After analysing the data, SEIFSA Chief Economist Henk Langenhoven said: “The steeper decline in the downward trend reflected by the August purchasing managers’ business activity sub-index yet again indicates a further delay in any possible metals sector revival.”

Mr Langenhoven explained that the PMI, which leads metals and engineering production by 12 to 18 months, declined by 10% on a month ago, as against 8% during July on the previous month.

“This confidence index is now also 10% lower than during August 2015,” he added.

Mr Langenhoven said that that the acceleration in this downward trend is also evident in other comparisons. The year-to-date (January 2016 to August 2016) level of the index is now 3% lower than during the same period last year, as against 1,7% up to July this year. Over the past 12-month period ending in July this year, the decline was 4%, whereas one month later (ending in August 2016) the decline is 5,5%.

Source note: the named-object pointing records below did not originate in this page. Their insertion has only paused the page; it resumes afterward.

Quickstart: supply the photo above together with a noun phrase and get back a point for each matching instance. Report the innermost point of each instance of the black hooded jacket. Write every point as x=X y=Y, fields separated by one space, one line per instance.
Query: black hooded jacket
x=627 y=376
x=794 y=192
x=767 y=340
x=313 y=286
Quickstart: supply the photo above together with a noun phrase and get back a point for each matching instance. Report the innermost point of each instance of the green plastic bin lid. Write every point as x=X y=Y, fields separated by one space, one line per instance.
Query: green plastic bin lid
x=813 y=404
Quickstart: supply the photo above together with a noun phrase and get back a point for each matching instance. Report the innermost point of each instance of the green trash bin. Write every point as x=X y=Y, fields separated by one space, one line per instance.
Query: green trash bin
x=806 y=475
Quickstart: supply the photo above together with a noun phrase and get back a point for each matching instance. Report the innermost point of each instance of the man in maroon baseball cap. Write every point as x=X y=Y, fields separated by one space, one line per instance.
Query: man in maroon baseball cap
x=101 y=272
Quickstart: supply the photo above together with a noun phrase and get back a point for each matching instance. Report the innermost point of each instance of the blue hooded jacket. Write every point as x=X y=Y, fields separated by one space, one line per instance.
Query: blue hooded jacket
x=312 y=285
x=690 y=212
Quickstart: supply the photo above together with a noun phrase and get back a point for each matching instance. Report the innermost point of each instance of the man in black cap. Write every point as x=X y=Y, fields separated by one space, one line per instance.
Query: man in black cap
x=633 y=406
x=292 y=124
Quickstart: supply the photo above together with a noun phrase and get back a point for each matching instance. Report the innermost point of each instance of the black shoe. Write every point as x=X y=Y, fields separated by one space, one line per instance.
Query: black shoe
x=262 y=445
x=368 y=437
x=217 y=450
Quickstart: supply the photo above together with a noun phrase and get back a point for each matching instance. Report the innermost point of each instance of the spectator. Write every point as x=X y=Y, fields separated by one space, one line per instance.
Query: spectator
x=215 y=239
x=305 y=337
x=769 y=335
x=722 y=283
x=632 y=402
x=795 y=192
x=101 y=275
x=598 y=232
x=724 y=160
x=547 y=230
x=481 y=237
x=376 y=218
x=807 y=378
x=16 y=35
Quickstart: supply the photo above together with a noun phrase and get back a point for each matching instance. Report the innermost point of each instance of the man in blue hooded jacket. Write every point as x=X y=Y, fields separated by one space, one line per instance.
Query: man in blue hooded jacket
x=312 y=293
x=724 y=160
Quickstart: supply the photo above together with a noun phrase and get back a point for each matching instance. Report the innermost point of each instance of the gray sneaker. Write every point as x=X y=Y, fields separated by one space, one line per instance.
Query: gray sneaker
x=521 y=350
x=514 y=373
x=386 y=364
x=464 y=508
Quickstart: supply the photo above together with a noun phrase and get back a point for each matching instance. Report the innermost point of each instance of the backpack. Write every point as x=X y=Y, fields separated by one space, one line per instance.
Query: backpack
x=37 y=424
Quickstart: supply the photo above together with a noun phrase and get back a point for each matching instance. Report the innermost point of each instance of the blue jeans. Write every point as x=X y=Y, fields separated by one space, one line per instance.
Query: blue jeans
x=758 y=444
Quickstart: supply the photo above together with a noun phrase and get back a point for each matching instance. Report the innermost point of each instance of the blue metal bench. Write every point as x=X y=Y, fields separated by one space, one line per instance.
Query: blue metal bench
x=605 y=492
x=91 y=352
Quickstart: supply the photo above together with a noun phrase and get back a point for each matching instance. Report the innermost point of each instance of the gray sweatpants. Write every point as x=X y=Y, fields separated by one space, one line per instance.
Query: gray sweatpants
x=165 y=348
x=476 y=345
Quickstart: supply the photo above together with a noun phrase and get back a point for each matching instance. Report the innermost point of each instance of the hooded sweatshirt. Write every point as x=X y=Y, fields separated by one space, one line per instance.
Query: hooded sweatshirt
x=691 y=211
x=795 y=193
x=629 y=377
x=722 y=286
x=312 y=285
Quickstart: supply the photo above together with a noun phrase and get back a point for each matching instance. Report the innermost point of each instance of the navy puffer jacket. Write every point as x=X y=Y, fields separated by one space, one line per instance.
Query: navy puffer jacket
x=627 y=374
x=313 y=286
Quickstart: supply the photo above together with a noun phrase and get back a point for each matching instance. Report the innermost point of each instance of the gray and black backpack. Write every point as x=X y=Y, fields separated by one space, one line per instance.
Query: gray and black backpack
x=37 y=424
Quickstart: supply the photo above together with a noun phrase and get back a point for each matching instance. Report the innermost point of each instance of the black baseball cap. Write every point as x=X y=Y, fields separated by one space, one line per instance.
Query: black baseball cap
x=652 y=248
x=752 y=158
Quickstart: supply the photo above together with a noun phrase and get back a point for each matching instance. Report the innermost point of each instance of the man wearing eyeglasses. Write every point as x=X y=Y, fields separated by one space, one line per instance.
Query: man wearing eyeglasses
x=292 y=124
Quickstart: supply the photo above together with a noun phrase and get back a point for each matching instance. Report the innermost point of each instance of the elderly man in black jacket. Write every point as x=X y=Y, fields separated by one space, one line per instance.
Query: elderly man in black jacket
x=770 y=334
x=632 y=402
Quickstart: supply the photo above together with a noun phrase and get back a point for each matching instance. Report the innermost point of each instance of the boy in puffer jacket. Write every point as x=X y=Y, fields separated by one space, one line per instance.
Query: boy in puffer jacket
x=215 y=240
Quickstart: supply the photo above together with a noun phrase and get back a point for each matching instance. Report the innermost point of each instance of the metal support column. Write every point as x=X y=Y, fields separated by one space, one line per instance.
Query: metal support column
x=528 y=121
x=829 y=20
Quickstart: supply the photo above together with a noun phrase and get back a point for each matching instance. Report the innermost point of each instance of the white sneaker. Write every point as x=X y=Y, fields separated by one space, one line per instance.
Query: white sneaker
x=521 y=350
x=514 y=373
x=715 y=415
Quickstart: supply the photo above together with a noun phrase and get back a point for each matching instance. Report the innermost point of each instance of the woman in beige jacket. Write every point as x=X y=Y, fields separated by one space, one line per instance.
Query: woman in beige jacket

He highlighted five key data points that demonstrate the intricate dynamics playing out in pushing the trend south:

  • New sales orders declined by 22% on last month, thus bringing the 12-month period into negative territory;
  • New sales orders and business activity move in unison and the former explains the latter;
  • The PMI leading indicator (ratio between new sales orders and inventories) declined below 1. New sales orders declined faster than inventories, explaining this result. It is known in the sector that inventory levels have been dropping for some time.
  • The price sub-index continued to decline (-10%) in August this year, also indicating softer demand conditions. This is apart from the positive cost impact of a slightly stronger Rand exchange rate. It is known that domestic primary steel prices will be kept constant during September 2016, on their August 2016 levels. It is expected that prices may even decline due to persistent low domestic demand, further suppressing orders.
  • The uncertainty regarding the possible introduction of safeguard measures for steel products also has a dampening effect on imports. The perception is that Import orders placed today will only land on South African shores after the introduction of safeguards, increasing prices by the added duty and making the products uncompetitive in an already depressed market.

Mr Langenhoven said that these prevailing uncertainties in the metals and engineering market may very well result in inaction from companies.

“Weak domestic and export demand, coupled with the 2016 year-end period closing in, further contributes to the possibility of weak activity for the rest of the year,” he added.

Mr Langenhoven said SEIFSA expected a 3% contraction in production during 2016 on last year; data releases later in September will hopefully show improved performances than the 5% year-to-date actual declines measured up to now. He said that PMI survey respondents were 11% more optimistic about the next 12 months in August than was the case in July this year.